In einem Inserat im Börsenblatt des Deutschen Buchhandels greift der Oldenburger Verlag Stalling die Frage eines sehr wohlwollenden Rezensenten des Buches Bilanz des zweiten Weltkrieges auf: „Hat der Stalling Verlag richtig gehandelt?“ daß er den Männern, die Hitlers Krieg führten, das Wort erteilte, um uns, die „wir in dem Kessel, unter dem sie das Feuer mitschürten, zerkocht wurden“, zu erklären, warum und wieso alles Unglück über uns kommen mußte? Der Kritiker kommt zu dem Ergebnis, daß die Aussagen dieser Männer höchst bedeutsam sind und die Herausgabe dieses Buches also richtig war ...

Rund zwei Dutzend Meister des Konditionalsatzes geben sich hier ein Stelldichein, und wer zwischen den Zeilen zu lesen versteht und die vielen ‚Wenn“ und „Aber“, die häufigen „wäre“ und ‚hätte“ nicht übersieht, der kann dieses Buch nur besorgt aus der Hand legen. Das ist nämlich das Gefährliche an der „Bilanz“, daß ein flüchtiger Leser allzu leicht den Eindruck gewinnen kann, der Krieg Hitlers „hätte“ doch noch einen anderen Ausgang für uns nehmen können, wenn...

War es also wirklich „richtig gehandelt“, uns auf 472 Seiten klarzumachen, daß wir eigentlich auf fast allen lebens- und kriegswichtigen Gebieten ungenügend vorbereitet in diesen Krieg gingen?

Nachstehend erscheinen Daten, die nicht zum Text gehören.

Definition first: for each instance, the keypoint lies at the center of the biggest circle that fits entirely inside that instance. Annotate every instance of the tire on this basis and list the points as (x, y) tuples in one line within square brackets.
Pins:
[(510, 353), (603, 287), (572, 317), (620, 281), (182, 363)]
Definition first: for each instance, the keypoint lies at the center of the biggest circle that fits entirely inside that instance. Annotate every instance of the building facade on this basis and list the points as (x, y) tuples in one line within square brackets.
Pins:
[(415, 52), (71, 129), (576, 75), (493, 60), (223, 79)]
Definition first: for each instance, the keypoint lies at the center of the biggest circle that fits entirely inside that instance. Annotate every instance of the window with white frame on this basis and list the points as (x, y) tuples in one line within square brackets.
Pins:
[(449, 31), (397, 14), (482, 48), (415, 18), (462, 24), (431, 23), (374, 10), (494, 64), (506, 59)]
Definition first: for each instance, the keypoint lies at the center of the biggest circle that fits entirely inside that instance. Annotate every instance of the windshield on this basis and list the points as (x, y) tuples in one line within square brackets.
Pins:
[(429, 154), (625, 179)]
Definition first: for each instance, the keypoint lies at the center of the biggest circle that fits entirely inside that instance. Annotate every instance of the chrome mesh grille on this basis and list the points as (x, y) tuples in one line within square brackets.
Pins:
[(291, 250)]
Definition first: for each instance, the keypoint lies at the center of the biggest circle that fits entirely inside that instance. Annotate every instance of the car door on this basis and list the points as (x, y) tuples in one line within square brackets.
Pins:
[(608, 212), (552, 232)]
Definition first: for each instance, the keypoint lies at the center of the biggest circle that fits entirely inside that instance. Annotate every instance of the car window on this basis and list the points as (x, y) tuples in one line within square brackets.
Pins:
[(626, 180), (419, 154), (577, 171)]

Alle Autoren, die an diesem Buche mitgearbeitet haben, mögen sie nun Generale, Admirale, Minister, Amtsleiter, Professoren, Rechtsanwälte, Schriftsteller oder Ingenieure gewesen sein, lassen die eine fundamentale Erkenntnis vermissen, daß auch dieser zweite Weltkrieg am Tage seines Beginns für Deutschland verloren war. Denn einen solchen Krieg in Europa zu lokalisieren, war unmöglich. Und was soll man zu diesen Sätzen sagen, die am Schlüsse eines Kapitels über den Menscheneinsatz in diesem Krieg stehen: „Theoretisch gab es in der letzten Kriegsphase“, schreibt der Generalmajor a. D. Weichmann, „noch waffenfähige Männer in genügender Zahl, mindestens die Million uk-Gesteilter. Sie hätten – zusammen genommen – ausgereicht, die Wehrmacht entscheidend zu verstärken, wenn es sich darum gehandelt hätte, den Karren im letzten Augenblick über den Berg zu schieben...“

Wir können uns auch nicht mit der Deutung der psychologischen Situation in den letzten Kriegsmonaten einverstanden erklären: „Zwischen Hoffen und Zweifel, zwischen Bangen und Glauben schwankte das deutsche Volk im Herbst 1944“ lesen wir und hören, daß die Mehrzahl des Volkes keinen anderen Ausweg als den Kampf sah und daß Nachrichten über die angeblichen Wunderwaffen einen Hoffnungsschimmer in der Öffentlichkeit hervorriefen. In jenen Tagen, bei den Weiterdenkenden wohl schon seit Stalingrad, aber gab es nur noch Bangen und Zweifel, Erbitterung und Haß gegen die eigenen Führer.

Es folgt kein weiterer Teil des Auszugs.